It’s natural to be concerned about the safety of your aging mother, especially if she’s living alone. One of the simplest and sometimes knee-jerk reactions adult children have to struggling parents is having them move in. If you had your mother move in with you, thinking she would be safer, you may be surprised to realize she might not be.
We often overestimate the safety and our own homes.
Take a quick look around your house (if you’re home right now). If you’re not home, wait until you return home this evening and take a look. What does your bathroom look like? Are the lights replaced that had blown out? Are there any non-slip mats on the floor? Keep in mind that when water gets on ceramic or linoleum tile, it can be just as slick as ice.
What about the shower or bath tub? Are there grab bars? Do you have a shower seat? If not, what happens if your mother slips, is not feeling very strong, and still needs to take a shower? Are you going to be able to help her? Would she even ask you for assistance or will it simply be too uncomfortable for her to “go there?”
What if she has to get up in the middle of the night?
A person who is in an unfamiliar environment could be at serious risk of injuries sustained from tripping over something they didn’t expect to be there. Sure, you can have night lights, keep some lamps on in various rooms in the house, but for a while this is going to be an unfamiliar environment for your mother and that can pose its own set of hazards.
Are you going to be there every minute she needs help?

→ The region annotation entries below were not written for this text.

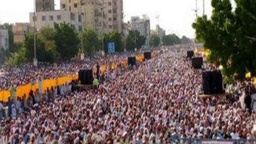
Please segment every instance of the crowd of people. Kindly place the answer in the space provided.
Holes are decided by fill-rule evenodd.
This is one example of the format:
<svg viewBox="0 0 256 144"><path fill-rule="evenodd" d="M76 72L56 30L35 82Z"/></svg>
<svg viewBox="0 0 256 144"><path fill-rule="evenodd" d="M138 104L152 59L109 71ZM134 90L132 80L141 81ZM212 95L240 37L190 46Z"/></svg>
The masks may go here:
<svg viewBox="0 0 256 144"><path fill-rule="evenodd" d="M9 118L0 124L0 143L151 144L255 138L256 114L243 108L242 93L198 97L203 71L193 68L187 50L172 48L136 67L118 69L97 89L75 92L66 85L31 94L26 102L10 100Z"/></svg>
<svg viewBox="0 0 256 144"><path fill-rule="evenodd" d="M96 65L119 63L126 55L96 55L84 61L69 61L49 64L39 63L38 67L28 63L17 67L5 67L0 73L0 90L9 89L11 85L22 85L39 79L46 79L75 75L83 68L91 69ZM1 71L0 71L1 72Z"/></svg>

The vast majority of family caregivers, even if they have their aging parent move in with them, are working. You may have a career, a couple of part-time jobs, and other responsibilities that take you out of the house. When you’re gone, who is going to be there to support your mother?
It’s easy to simply assume she’s going to be fine, but if there is a serious and legitimate reason for you to be concerned about her safety in her own house, none of that changes just because she moves in with you.
The best option is always to rely on experienced and dedicated home care aides. Even if your mother moves in with you (which can be a wonderful situation for everyone involved), relying on home care support for a couple of hours one or two days a week to start can provide a boost and safety, companionship, and comfort.